COMPARATIVE EXAMPLE 3

A polyethylene terephthalate with a number average molecular weight (Mn) of 25,000 and a polyethylene terephthalate with a number average molecular weight (Mn) of 25,000 are conjugated-spun in side by side type at a speed of 3,000 m/min at a temperature of 285° C. The resulting material is drawn and heat-treated at a draw speed of 650 m/min and at a drawn ratio of 1.68 in a drawing and heat treatment process as shown in FIG. 2, to prepare a side-by-side type conjugate filament having 100 deniers/24 filaments. The temperature of a hot roll is set to 85° C. and the drawing and heat-treatment temperature (hot plate temperature) is set to 130° C. so that the conjugate filament can satisfy the following physical properties.
Maximum thermal stress per denier: 0.18 g/denier
Temperature exhibiting maximum thermal stress (Tmax): 155° C.
Temperature area exhibiting 95% of maximum thermal stress (Tmax, 95%): 122 to 235° C.

Next, a five-harness satin with a warp density of 190 yarns/inch and a weft density of 98 yarns/inch is woven in a repia loom using the composite filament as a warp and a weft, then scoured/contracted, then dyed in a rapid dyeing machine of 125° C., and then after-processed under a typical postprocessing condition, thereby making a fabric. The results of measuring various physical properties of the prepared side-by-side type conjugate filament and of the fabric made thereof are as shown in Table 1.

TABLE 1


Results of evaluating physical properties of yarn and of fabric

Physical Properties of Yarn

			(Sr₂/Sr₁) ×		shrinkage
Classification	Sr₁(%)	Sr₂(%)	100(%)	CR(%)	of Fabric

Example 1	15.40	6.89	44.7	37.7	⊚
Example 2	10.80	7.04	65.2	39.9	⊚
Example 3	5.70	3.48	61.1	35.8	⊚
Comparative	8.90	8.10	91.0	12.7	X
Example 1
Comparative	7.17	5.80	80.1	26.3	Δ
Example 2
Comparative	7.68	7.80	98.1	2.30	X
Example 3

In the above table, Sr₁is a boiling water shrinkage of the composite filament measured by the method of clause 7.15 of JIS L 1013, and Sr₂is a boiling water shrinkage of the conjugate filament measured by the method of clause 5.10 of JIS L 1090.

INDUSTRIAL APPLICABILITY

The side-by-side type conjugate filament of this invention is superior in crimp property, exhibits the same properties as natural fibers and is easy to carry out a dyeing process. Further, the present invention reduces the manufacturing cost due to a simple manufacturing process and enables the composite filament to have a fine denier.

Claims

1. A high shrinkage side-by-side type composite filament, wherein two kinds of thermoplastic polymers are arranged side by side type and a boiling water shrinkage (Sr₂) measured by the method (initial load=notified denier×1/10 g, static load=notified denier×20/10 g) of clause 5.10 of JIS L 1090 is 20 to 75% of a boiling water shrinkage (Sr₁) measured by the method (initial load=notified denier×1/30 g, static load=notified denier×40/30 g) of clause 7.15 of JIS L 1013.
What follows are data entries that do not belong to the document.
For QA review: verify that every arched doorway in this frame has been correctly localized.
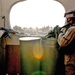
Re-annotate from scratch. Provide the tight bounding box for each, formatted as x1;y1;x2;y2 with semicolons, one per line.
9;0;66;37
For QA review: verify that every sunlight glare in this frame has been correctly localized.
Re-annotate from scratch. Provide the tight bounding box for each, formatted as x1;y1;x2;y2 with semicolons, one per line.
10;0;66;28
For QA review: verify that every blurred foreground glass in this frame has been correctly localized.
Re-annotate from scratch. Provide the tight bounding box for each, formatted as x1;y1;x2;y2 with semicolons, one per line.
19;37;58;75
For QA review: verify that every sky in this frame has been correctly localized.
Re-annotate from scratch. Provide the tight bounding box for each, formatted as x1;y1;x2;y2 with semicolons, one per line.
10;0;66;29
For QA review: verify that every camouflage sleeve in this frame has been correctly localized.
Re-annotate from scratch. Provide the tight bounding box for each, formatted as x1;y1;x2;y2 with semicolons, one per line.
58;26;75;47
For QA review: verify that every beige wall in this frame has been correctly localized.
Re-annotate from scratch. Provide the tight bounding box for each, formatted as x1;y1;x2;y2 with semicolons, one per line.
57;0;75;11
0;0;24;28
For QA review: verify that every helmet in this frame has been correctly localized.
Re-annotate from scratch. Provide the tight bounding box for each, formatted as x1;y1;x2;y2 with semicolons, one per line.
64;10;75;23
64;10;75;18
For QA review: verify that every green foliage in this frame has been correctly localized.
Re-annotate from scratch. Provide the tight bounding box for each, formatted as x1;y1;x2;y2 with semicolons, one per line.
45;25;61;38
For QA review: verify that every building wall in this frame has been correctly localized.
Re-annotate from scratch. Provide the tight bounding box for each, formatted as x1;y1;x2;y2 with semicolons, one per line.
0;0;24;28
57;0;75;11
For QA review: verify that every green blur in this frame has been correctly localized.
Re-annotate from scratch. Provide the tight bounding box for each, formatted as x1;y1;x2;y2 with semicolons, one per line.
20;38;58;75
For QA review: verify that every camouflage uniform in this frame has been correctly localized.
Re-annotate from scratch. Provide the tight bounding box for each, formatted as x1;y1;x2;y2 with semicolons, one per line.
58;10;75;75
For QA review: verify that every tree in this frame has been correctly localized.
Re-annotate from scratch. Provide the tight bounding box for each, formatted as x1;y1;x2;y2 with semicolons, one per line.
13;25;23;32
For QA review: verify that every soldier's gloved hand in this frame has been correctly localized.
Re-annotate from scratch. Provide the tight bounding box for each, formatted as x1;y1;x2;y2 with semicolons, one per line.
60;28;66;34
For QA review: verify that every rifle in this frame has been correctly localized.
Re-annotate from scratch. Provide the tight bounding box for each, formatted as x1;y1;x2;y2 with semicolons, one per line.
61;22;75;29
60;22;75;33
61;23;70;29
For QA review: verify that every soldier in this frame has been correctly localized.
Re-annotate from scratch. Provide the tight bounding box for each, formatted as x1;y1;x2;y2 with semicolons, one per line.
58;10;75;75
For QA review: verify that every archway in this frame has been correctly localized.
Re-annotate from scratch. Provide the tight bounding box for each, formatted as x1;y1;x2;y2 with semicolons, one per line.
9;0;66;37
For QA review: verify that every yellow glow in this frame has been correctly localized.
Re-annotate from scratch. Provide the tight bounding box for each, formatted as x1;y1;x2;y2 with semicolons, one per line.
33;43;43;60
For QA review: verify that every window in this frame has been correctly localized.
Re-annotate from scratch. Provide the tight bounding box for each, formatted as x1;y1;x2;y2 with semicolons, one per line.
10;0;65;37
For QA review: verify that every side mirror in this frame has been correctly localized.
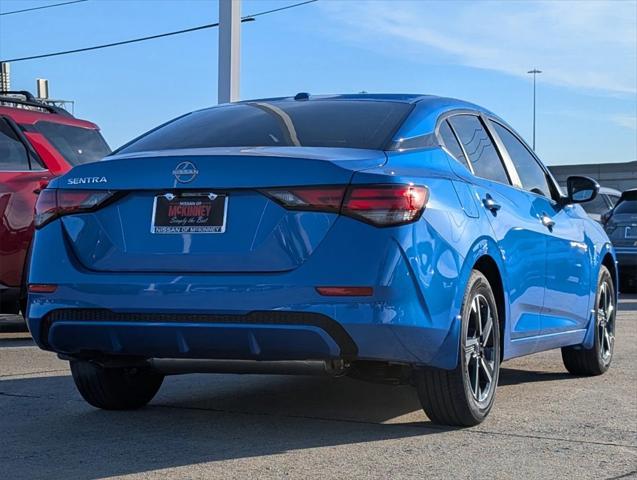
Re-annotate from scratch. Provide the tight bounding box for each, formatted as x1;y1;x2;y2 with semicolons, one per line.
565;176;600;204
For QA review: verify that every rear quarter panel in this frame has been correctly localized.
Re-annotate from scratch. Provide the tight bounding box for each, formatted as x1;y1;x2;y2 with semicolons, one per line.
351;148;503;367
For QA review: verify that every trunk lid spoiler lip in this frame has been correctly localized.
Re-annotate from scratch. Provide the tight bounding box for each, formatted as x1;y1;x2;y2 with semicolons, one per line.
102;146;388;163
48;147;388;190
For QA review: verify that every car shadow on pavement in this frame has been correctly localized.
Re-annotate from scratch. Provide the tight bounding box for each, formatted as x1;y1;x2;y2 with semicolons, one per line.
1;373;454;480
498;367;573;386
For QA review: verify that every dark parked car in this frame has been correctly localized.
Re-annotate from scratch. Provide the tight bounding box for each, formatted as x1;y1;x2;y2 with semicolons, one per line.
603;189;637;292
580;186;621;223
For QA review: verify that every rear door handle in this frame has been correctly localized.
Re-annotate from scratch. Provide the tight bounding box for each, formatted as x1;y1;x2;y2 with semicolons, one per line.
540;213;555;230
482;195;501;213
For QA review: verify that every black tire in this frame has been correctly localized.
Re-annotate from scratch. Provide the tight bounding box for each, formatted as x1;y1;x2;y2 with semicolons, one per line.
415;270;501;427
561;266;615;376
70;360;164;410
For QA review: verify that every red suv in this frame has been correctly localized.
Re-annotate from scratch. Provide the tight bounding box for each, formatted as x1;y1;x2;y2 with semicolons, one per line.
0;91;111;315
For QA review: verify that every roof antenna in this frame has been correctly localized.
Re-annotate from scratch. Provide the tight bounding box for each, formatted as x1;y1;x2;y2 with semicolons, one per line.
294;92;310;101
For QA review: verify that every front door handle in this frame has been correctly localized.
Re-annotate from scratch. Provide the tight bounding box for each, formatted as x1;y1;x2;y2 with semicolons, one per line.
482;195;501;213
540;213;555;230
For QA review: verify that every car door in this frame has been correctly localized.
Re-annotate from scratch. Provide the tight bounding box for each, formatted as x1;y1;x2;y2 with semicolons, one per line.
489;120;592;335
446;114;548;355
0;117;51;291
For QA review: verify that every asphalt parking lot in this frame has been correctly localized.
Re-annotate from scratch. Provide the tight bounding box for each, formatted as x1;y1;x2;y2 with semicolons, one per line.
1;296;636;480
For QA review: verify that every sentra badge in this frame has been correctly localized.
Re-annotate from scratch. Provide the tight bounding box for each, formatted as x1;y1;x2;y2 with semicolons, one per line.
67;176;108;185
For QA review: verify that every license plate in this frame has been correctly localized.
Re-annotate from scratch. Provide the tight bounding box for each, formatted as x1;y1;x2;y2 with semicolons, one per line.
151;193;227;234
626;226;637;239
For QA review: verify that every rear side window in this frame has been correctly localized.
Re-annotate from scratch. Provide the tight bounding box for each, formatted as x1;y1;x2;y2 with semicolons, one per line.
448;115;510;185
35;122;111;166
615;200;637;214
118;100;412;153
0;119;29;171
438;120;470;170
492;122;552;198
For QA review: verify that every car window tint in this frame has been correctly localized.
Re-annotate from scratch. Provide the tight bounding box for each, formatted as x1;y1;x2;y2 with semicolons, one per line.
448;115;510;184
492;122;552;198
438;120;470;169
615;200;637;214
582;194;611;215
118;101;412;153
35;122;111;166
608;195;620;207
0;119;29;171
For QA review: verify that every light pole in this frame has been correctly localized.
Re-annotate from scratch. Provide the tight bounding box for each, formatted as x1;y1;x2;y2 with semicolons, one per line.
218;0;241;104
527;69;542;151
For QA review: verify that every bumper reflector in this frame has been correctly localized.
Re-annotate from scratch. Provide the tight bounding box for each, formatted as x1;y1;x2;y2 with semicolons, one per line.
316;286;373;296
28;284;58;293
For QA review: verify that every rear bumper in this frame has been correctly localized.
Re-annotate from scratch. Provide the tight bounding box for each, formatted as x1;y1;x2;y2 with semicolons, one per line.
27;214;466;369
2. A method for manufacturing a high shrinkage side-by-side type composite filament consisting two kinds of thermoplastic polymers which are arranged side-by-side type, wherein the two kinds of thermoplastic polymers having a number average molecular weight difference (ΔMn) of 5,000 to 15,000 are used upon spinning and the composite filament is drawn and heat-treated so as to satisfy the following physical properties:

Temperature area exhibiting 95% of maximum thermal stress (Tmax, 95%): 120 to 230° C.

Range of maximum thermal stress per denier: 0.1 to 0.4 g/denier

3. The method of claim 2, wherein the composite filament is drawn and heat-treated so that the temperature distribution range (Tmax) of the maximum the thermal stress of the composite filament is 140 to 200° C.

4. The method of claim 2, wherein the thermoplastic polymers are polyethylene terephthalate.

5. A woven or knitted fabric containing the side-by-side type composite filament of claim 1.